Content Disclaimer
Copyright @2020.
All Rights Reserved.

StatsToDo: Factor Analysis Explanation and Programs

Links : Home Index (Subjects) Contact StatsToDo

Introduction Gaussian Binomial Negative Binomial Multinomial Ordinal Poisson

The Generalized Linear Models calculate regression coefficients by adptiong the model to the data presented, using numerical approximation.
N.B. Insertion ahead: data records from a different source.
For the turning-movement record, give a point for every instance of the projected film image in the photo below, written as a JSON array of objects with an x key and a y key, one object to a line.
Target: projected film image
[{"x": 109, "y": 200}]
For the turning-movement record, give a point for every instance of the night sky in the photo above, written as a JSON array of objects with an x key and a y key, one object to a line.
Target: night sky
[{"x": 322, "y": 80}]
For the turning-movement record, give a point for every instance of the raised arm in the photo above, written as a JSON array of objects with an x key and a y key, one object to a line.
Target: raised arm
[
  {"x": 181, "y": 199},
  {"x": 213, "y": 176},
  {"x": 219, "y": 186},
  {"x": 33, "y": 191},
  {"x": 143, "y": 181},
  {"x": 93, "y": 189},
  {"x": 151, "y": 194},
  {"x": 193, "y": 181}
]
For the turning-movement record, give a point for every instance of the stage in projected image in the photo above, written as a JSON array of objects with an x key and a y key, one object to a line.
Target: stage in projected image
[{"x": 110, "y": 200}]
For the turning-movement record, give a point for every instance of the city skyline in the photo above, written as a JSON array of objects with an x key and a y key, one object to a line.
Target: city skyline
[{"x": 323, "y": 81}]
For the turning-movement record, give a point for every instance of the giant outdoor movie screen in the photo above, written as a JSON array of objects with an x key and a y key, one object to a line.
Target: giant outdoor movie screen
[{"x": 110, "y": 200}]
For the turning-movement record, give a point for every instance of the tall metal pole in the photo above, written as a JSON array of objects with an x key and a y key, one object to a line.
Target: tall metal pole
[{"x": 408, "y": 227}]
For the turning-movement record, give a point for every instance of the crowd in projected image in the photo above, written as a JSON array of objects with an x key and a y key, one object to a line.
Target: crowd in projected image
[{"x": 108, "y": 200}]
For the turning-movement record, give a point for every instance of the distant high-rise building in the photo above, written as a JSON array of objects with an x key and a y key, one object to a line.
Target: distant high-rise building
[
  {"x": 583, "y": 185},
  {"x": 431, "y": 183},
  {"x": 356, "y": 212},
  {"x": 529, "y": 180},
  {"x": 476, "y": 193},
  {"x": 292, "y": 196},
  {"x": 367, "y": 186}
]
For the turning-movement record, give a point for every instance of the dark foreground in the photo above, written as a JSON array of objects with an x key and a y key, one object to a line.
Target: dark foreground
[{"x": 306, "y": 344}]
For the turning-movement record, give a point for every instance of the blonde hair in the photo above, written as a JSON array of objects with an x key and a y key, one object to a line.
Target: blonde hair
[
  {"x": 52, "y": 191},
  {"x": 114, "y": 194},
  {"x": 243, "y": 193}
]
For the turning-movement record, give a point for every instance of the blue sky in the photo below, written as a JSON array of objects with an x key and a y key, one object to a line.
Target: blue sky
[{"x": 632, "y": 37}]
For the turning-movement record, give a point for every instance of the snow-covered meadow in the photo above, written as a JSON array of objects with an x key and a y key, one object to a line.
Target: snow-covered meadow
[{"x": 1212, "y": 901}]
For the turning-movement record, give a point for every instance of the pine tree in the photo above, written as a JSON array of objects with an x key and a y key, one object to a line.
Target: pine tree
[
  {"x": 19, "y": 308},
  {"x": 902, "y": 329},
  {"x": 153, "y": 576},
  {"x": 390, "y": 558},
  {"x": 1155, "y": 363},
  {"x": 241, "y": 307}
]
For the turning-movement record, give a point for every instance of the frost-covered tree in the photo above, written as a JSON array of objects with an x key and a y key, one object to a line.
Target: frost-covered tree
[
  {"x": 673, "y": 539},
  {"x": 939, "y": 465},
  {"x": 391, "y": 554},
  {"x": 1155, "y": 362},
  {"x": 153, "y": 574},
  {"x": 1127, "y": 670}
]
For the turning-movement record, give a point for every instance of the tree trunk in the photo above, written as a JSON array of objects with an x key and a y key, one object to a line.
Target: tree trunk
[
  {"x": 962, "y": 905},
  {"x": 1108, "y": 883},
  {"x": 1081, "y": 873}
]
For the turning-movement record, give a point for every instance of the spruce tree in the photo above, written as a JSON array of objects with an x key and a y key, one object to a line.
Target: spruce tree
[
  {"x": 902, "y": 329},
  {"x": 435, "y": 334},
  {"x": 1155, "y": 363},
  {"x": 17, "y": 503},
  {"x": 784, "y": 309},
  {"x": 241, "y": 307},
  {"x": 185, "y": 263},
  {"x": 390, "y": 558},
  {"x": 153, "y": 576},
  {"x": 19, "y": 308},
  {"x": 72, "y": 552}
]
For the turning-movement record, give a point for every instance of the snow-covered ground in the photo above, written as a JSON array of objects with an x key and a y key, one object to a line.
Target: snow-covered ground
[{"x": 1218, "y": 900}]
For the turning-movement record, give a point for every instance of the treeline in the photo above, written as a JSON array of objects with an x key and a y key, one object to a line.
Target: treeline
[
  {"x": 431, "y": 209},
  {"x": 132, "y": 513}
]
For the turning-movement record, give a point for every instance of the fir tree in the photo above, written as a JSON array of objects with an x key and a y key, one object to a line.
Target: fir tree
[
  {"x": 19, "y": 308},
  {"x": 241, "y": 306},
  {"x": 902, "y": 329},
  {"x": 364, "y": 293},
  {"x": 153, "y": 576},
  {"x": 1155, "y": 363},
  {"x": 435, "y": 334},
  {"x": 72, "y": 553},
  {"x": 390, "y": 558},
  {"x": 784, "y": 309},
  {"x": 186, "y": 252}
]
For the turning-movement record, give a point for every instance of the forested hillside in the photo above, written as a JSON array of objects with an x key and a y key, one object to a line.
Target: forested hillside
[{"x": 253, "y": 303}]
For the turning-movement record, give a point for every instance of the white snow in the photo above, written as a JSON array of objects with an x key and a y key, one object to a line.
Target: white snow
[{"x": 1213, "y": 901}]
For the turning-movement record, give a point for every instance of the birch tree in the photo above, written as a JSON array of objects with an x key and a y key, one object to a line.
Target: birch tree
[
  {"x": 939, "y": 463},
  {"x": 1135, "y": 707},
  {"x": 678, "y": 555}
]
A particular advantage of the models is that the algorithms can cope with a combination of factors (group names in text) and values (numerical data). This allows the models to be highly complex, providing the probability distribution of the data is known.

Programs

The panels of this page provides R codes for regression with the following distributions for the dependent variable

  • Gaussian. Where the dependent variable is normally distributed. This model is also termed General Linear Model, not to be confused with the generic name of all the models presented her the Generalized Linear Models
    • When all the independent variables are factors (group names in text), the results are similar to that produced by the Analysis of Variance
    • When all the independent variables are values (numerical measurements), the results are similar to Multiple Regression
    • Wnem the independent variables are a misture of factors and values, the results are similar to that of Analysis of Covariance
  • Proportions. Three models of regression for proportions are available
    • Binomial Where the dependent variable is the probabilities in each of two groups (no/yes, false/true)
    • Negative Binomial Where the dependent variable is the Odds Ratio, the number of cases in one group for each cases in the other group
    • Multinomial, the same as Binomial, except there are more than 2 groups
    • Ordinal, the same as Multinominal, except the groups are ordered
  • Poisson where the dependent variable is a count of events in a defined environment

Format

Each program is described in one of the subsequent panels. Each panel containing an introduction and a program template, each in a sub-panel

Each program is provided with a set of example data, to demonstrate the procedures. Please note:

  • The research model is deliberately simplistic so the user is not distracted from the computation
  • The data is computer generated and do not represent anything real.
  • The sample size is deliberately small, to make visualization easier.
The R code in each program is broken up into its constituent steps, and each step contains
  • Description of the step (in black)
  • The R code (in Maroon)
  • The results from that step (in Navy blue)
To re-constituate the whole program, the user should
  1. Copy all the codes in Maroon to the source code panel of RStudio, in the same order as in the template. This should include the example data
  2. Test run the program to make sure it works
  3. Change the example data to the user's own data
  4. Repeated cycles of test run and editing the codes (add, delete, and modify) until the required results are produced.

References

Please note that the R code template contins only the minimum amount of code, and produces only the basic results. Users may want to produce a more complete program, including the many options that are availble with each procedure.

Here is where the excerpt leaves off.